The tactics and techniques used by the gods are similar to those used by the anti-gods: including deception. For instance, Rudra is pitted against Maya, who like her counterpart is also characterized by a deceitful nature she uses against her cosmic foes (Doniger Hindu Myths). The conflict between Rudra and Maya is only temporarily, and relatively superficially, resolved by intervention by Shiva, Vishnu and Brahma, who transform themselves into cows and thereby gain immortality and stun the demons in the Triple City. Yet as Maya observes the triad's cleverness, she concludes that "it must be fate, against which neither gods nor demons, nor anyone else, could do anything," (cited by Doniger, The Origins of Evil 182). Thus, the ongoing enmity between the gods and the demons is governed by forces beyond even their own control.

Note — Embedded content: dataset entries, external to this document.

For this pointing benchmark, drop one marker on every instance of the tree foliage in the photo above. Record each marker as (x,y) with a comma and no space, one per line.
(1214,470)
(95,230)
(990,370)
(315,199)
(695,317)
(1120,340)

The gods and demons are equally matched because they are like players in a grander cosmic stage, the ultimate origins of which may be beyond not only human comprehension but also divine knowledge.



Doniger also questions whether Hindu mythology aims to present divine enmity as being eternal, and therefore irreconcilable, or temporary and therefore resolvable. Pantanjali "lists gods and demons in the category of 'enmity' but not under 'eternal opposition,'" a category reserved for certain other entities but not to the gods (Doniger The Origins of Evil 62). The implication of Patanjali's analysis is to present a cosmology in which the gods' enmity is not eternal but rather, resolvable and reconcilable. Yet as Doniger points out, Patanjali's assessment of the temporary nature of divine enmity is not universally shared among Hindu authors, most notably the authors of the Mahabharata, which clearly states that the gods and their brother demons are "locked in an enmity that is innate and therefore constant and perpetual," (62). In fact, several other sources do seem to point to the infinite nature of all characteristics ascribed to the gods. For example, Rudra is defined as the "god of infinite deception," deception becoming a sort of superpower that can be used to counterbalance the deceit of the demons (Doniger The Origins of Evil 181).



The maintenance of balance and cosmic order is crucial to Hindu mythology,….....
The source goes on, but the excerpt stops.